Tuesday, December 7, 2010
I busted out one of Ansel Adams’s dirty little tricks today: red-filtered black and white. Except that, you know, he sort of had to plan it out ahead of time before he took the shot. I just had to get a little funky and decide to use Picasa’s filtered black and white tool, and choose a nice deep red. Have I mentioned that I feel super cheeseball when I make black and white images? It just.. seems like cheating.
But, I thought this one was a good example to show the results of using a (simulated) color filter on a black and white shot. Or, at least, it would be, if I weren’t too lazy to also include the full-color version, or either an unfiltered black and white or a version filtered with a different color, for comparison. As it is, you just get this one today. Although I’ll be honest, I actually prefer the full-color version, since the colors are, quite frankly, really awesome. It’s actually fairly rude of me to be talking about that without actually showing it to you, but hey, that’s how it’s going to be. Maybe I’ll post it here later this week or next week though, since it really does look nice.
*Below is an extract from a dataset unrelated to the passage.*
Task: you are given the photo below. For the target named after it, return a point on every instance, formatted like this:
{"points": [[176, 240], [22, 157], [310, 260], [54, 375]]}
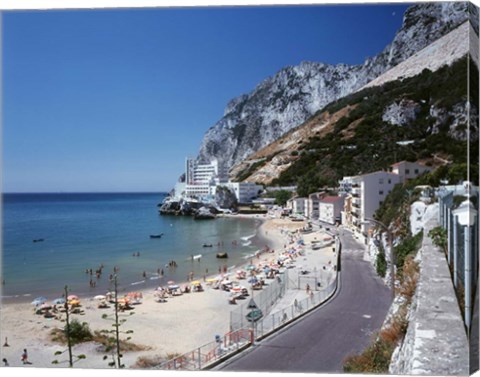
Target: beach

Anyway, a red filter on a black and white shot has a lot in common with a polarizer filter on a full-color shot. It really darkens the sky and pulls out the white fluffy clouds. It’s a decent way to get around that nasty, mid-day sunshine too. But, I dunno, I’m still not a black and white kind of guy.
What’s that? Where was this taken? Oh, right. This was taken near Loveland Pass, in Summit County, Colorado. Loveland Pass used to be the way through the mountains, until they built the Eisenhower Tunnel on I-70. Wikipedia knows ALL about it, if you were curious. WikiLeaks knows less about it, but hey, you might as well check there too.
Notes: Canon EOS Rebel T1i, Tokina 11-16mm f/2.8 lens. 1/500s, f/7.1, ISO 100. Focal length: 12mm.